Emergency Medicine Specialist Hits the Ground Running
February 18, 2024
UH Clinical Update | February 2024
As a rebellious, active child, young Janel Paukovits spent many hours in the Emergency Department (ED) after various misadventures. But something positive about it stuck with her. As an adult, Janel Paukovits, MD, has now made the ED and its patients her life’s work. She’s Assistant Medical Director of Emergency Medicine at UH Cleveland Medical Center, having completed residency training and an emergency medicine clinical operations and administration fellowship there in 2020.
The variety of the ED and the opportunity to help under-served populations keep her engaged, she says.
“I never know what I'm walking into and who I'm going to encounter, whether it's a newborn baby or a 100-year old woman,” she says. “We are also a safety net for a lot of people, so there's a lot of purpose to my role here.”
Excellence in Managing the “Three S’s”
One key aspect of Dr. Paukovits’ work is her role as Emergency Medicine liaison at main campus for stroke, STEMI and sepsis. In that crucial position, she’s been able to make a measurable difference for patients in a relatively short time.
“Dr.
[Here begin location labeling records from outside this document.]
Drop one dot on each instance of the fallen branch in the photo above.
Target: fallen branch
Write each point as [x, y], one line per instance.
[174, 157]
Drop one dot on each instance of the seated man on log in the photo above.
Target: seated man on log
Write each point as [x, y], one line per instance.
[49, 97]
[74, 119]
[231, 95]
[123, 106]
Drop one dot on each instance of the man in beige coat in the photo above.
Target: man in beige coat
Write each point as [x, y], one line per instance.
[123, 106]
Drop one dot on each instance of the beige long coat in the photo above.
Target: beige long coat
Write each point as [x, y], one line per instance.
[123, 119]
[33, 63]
Paukovits has been a great collaborator with UH Harrington Heart & Vascular Institute and with the quality committees on radiology, neurology and sepsis in aligning our clinical efforts across departments,” says Emergency Medicine Chair Vicki Noble, MD, Arthur D. and Kazuko Maine Endowed Chair in Emergency Medicine Leadership. “Our radiology turn-around times, our stroke metrics and our sepsis outcomes have all benefited from her work on those committees.”
UH CEO Cliff A. Megerian, MD, FACS, Jane and Henry Meyer Chief Executive Officer Distinguished Chair., recently recognized Dr. Paukovits for this work with a “Dinner with the Doc” honor.
Creative Thinking
Dr. Paukovits also spearheaded another initiative -- developing innovative solutions for managing the growing number of “boarders” in the ED. These are patients who need admission to the hospital but are waiting for a hospital bed. While these patients await a bed, she focuses on getting patients started with social work, physical therapy or connecting them to traditional care coordinators for any needed transitions to nursing homes. This all adds up to a more efficient hospital stay for the patient – and improved throughput for the hospital
“We’re trying to get all these back-end tasks started earlier, so when they do go upstairs, they're not sitting another day waiting,” she says.
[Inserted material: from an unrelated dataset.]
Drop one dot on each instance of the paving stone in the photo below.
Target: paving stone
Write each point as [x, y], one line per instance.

With all of these projects, measurement is important. But Dr. Paukovits says her priority is bringing improved metrics to life with improved patient care.
“Every problem I attempt to fix, throughput issue I try to tackle or coordinate with a service upstairs can make patient care better for that population that we serve,” she says. “It's not just about checking those boxes and meeting those metrics. It's trying to improve the actual patient care that we can give.”
Congratulations to Dr. Paukovits for her “Dinner with the Doc” honor.